Clearly, the market which

is besieged with different players of all kinds can be classified
into three main categories–the MNCs, the Indian assemblers, the

television manufactuers. Nevertheless, the growth of about 35% in

the last year, has been a heartening factor for the

‘too-many-players’ on the monitors territory. The year also acted as

an acid test for those fly-by-night players, who quit due to their

inability to sustain the heat of the competition any further. “What

we saw was the clear wipe-out of most of the regional assemblers in

most parts of the country. Now the race is on primarily between the

MNCs and the domestic players,” says Kohli. So are the domestic

manufacturers threatened by MNCs? “Yes, they are at the low end of

the market,” says Saxena. Having worked on a reverse strategy of

entering the domestic market after proving itself in foreign turf,

Viju Thomas says, “We are confident that we can give shorter lead

times, faster delivery, protection from forex fluctuations, coupled

with a nationwide service network.” But quick to disagree is Anil

Gupta of Microtek, “The local manufacturers as a whole are not

threatened. Those with world class quality will always thrive, let

alone survive,” he asserts.





But increasingly, the trend is that the consumer durable giants
such as BPL and Videocon who have entered the monitors bandwagon are

tougher competition on the regional and domestic manufacturers.
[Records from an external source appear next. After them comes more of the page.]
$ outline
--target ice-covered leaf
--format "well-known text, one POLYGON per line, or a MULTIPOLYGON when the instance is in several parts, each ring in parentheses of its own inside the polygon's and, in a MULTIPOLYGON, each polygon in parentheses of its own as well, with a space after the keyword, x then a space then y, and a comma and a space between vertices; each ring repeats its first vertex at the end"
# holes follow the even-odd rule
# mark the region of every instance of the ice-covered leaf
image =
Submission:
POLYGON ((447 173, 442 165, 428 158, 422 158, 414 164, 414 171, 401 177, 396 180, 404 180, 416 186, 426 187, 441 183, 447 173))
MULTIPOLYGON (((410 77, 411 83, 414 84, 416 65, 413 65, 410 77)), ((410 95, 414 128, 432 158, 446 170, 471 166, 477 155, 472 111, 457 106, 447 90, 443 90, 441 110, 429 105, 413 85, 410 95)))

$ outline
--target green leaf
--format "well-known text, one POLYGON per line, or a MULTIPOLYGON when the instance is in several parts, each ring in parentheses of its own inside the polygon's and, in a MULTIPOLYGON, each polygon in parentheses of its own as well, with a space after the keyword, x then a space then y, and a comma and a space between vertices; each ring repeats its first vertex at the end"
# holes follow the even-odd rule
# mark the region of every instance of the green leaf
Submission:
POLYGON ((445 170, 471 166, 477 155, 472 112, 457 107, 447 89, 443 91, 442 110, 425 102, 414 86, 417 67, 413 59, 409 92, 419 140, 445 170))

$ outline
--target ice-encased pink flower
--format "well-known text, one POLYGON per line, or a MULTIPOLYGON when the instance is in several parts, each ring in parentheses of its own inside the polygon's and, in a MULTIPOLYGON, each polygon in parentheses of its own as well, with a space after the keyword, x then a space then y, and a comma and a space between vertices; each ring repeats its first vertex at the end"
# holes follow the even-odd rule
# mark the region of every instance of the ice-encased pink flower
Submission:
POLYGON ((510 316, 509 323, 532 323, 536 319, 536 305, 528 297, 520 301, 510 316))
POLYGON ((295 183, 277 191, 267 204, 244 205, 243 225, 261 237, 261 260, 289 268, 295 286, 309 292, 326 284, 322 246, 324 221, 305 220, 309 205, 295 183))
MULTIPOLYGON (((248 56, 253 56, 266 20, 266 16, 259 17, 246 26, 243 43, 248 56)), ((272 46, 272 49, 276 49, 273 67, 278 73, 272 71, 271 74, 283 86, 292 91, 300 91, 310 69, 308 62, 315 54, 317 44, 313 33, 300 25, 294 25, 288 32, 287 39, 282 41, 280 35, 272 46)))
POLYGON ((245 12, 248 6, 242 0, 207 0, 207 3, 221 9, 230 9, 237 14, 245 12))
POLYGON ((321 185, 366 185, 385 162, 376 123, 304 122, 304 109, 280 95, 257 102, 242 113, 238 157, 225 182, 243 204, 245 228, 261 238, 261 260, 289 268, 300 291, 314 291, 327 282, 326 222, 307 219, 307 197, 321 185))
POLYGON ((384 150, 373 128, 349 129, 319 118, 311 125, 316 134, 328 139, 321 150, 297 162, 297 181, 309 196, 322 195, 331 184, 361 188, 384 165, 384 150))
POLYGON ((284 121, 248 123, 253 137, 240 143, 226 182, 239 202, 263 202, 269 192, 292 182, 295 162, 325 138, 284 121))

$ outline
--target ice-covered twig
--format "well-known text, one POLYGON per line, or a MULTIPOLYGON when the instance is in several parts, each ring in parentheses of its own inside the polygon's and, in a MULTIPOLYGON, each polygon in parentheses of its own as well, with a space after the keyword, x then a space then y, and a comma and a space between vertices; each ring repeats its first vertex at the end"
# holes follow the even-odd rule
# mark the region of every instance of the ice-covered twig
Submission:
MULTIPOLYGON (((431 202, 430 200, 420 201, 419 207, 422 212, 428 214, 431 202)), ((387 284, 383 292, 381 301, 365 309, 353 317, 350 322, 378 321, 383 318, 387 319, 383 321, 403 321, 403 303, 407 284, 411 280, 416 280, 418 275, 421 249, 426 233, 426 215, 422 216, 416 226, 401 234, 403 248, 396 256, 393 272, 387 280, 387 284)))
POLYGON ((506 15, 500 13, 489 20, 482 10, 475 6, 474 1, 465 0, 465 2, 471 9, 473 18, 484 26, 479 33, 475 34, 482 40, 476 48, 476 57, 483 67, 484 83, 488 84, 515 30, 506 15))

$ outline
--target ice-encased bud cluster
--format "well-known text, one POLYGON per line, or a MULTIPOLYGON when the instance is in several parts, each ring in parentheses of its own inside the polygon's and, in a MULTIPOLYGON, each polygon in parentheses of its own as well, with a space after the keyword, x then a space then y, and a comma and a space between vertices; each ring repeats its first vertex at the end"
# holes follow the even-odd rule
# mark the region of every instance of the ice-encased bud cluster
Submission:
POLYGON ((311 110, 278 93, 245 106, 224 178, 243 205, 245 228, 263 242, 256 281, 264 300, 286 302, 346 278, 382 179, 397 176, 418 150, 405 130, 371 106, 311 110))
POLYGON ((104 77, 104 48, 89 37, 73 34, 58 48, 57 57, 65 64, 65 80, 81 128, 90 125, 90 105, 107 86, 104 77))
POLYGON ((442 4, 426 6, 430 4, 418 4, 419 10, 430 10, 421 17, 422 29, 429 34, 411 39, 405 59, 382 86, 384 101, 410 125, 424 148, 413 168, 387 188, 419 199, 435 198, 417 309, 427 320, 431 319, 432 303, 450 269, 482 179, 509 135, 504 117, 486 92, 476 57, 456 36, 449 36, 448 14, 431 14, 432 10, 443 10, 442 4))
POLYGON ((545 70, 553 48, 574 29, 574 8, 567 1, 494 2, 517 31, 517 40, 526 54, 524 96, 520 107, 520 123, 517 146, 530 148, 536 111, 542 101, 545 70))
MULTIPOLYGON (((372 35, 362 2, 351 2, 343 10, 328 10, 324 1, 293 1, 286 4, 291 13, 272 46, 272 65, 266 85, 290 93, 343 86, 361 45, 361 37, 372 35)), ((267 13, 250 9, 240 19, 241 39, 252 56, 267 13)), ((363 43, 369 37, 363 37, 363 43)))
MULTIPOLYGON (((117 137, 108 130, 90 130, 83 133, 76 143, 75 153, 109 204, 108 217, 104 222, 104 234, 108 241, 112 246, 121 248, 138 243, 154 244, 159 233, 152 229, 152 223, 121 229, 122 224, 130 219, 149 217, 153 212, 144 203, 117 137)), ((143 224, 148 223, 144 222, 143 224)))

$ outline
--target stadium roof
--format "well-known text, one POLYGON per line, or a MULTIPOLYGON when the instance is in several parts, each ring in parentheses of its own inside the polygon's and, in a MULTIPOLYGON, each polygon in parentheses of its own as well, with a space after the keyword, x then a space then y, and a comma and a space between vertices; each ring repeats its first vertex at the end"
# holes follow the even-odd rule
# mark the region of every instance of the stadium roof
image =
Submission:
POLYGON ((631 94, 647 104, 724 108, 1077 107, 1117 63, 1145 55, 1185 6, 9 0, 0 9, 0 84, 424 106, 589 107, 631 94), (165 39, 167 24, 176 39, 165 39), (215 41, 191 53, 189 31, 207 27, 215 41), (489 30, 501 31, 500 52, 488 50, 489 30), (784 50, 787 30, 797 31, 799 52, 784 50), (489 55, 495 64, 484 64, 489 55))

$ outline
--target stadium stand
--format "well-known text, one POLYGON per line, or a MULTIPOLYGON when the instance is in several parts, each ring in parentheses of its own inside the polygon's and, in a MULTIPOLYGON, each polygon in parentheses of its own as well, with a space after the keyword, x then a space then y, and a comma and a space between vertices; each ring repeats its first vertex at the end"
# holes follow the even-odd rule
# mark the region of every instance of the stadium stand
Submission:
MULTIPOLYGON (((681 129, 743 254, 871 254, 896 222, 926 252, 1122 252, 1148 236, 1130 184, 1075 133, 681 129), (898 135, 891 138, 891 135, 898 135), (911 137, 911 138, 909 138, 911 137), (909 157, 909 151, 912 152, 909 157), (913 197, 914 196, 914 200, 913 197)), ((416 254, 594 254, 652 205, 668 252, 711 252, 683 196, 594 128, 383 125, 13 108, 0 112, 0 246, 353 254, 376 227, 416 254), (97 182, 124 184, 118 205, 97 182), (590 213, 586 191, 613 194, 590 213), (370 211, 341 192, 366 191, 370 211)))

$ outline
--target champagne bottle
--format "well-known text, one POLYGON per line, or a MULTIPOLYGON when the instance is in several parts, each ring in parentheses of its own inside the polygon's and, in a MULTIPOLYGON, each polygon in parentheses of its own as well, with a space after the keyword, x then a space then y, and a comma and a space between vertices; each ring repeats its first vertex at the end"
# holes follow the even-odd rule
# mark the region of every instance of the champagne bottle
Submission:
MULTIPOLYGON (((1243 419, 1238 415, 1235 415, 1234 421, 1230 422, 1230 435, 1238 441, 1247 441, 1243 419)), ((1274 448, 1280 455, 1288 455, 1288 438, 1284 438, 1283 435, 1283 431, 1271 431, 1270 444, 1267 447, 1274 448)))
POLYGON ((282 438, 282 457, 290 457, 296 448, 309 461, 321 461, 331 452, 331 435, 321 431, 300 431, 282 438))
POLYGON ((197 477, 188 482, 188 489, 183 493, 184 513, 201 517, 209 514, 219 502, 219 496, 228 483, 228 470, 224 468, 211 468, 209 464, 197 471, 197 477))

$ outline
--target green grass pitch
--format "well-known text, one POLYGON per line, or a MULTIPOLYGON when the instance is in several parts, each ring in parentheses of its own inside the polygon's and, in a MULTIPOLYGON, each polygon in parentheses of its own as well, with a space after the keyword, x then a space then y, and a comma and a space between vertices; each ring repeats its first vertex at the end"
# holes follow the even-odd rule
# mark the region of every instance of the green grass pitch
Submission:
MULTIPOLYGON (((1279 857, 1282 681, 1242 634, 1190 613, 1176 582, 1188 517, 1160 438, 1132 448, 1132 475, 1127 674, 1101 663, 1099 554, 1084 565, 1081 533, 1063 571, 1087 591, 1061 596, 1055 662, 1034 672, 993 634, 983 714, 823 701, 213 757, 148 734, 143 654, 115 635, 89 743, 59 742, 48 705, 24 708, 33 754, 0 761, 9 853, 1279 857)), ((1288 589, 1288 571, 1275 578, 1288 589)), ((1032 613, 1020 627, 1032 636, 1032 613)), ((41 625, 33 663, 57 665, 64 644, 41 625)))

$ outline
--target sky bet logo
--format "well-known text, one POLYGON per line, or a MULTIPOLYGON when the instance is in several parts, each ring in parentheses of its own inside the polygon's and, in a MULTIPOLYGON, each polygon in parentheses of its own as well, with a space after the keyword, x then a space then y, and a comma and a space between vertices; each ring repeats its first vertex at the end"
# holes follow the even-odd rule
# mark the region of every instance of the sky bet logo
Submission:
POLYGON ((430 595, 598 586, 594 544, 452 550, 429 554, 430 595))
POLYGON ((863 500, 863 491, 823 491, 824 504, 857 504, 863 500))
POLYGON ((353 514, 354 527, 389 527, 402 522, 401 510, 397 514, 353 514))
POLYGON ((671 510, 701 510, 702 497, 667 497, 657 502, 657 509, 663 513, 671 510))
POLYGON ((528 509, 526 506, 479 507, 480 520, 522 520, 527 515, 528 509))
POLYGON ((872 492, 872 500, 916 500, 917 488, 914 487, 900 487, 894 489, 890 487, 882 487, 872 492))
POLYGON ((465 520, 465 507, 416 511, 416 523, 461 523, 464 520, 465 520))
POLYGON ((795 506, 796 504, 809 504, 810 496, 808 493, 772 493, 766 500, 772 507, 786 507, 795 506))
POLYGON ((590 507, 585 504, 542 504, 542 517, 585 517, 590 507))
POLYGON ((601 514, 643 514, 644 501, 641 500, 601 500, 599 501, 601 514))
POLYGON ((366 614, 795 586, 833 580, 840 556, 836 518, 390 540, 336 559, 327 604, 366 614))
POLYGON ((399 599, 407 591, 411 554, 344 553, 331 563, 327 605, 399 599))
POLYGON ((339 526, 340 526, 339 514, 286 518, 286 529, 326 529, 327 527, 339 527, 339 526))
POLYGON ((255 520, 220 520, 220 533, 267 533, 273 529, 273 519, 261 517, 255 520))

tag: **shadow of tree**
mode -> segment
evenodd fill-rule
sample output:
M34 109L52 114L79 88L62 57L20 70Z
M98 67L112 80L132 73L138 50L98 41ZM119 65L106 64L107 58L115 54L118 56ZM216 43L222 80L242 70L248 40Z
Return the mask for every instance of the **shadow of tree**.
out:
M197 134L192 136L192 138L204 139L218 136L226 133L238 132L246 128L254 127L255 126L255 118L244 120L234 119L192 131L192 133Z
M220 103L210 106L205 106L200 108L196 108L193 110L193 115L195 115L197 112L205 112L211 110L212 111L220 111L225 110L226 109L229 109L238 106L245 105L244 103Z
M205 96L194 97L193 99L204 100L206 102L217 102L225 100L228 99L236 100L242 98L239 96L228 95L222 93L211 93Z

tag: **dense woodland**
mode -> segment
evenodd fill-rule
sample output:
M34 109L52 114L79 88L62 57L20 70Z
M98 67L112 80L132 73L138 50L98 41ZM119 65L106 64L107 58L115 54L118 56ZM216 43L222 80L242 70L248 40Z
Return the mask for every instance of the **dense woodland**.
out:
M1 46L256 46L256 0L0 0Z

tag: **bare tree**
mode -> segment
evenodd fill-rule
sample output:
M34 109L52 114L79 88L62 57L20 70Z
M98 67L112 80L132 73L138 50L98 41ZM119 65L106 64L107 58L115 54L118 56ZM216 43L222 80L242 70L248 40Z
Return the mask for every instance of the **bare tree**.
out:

“However, in a market like India, where the domestic players like

Solidaire have given a tough fight to the Onidas,

there is no

reason why the trend will not be repeated for the monitors
industry,” opines Pattabiraman. “Finally, MNC or domestic player,

what will see players succeed in the IT business is the ability to

address price, support and service, logistics, brand and quality

products,” explains Sandeep Shah, Product Manager, Neoteric

Infotech, an IT distribution company.





That is the reason vendors are doing a bit of self-retrospection,
identifying their weak areas and trying to have a strategy in place

to overcome the same. Samtel and HCL Peripherals, for instance, have

decided to evolve a strategy for building their brand in

the

country after deciding on reaching out to the local market. While
some are getting

their logistics and IT infrastructure in place,

to get to the future way of doing business. Finally, the vendors are
utilizing their time to planning and strategizing things while the

policy itself is expected to be announced anytime now, to give a big

boost to the monitors business in the country.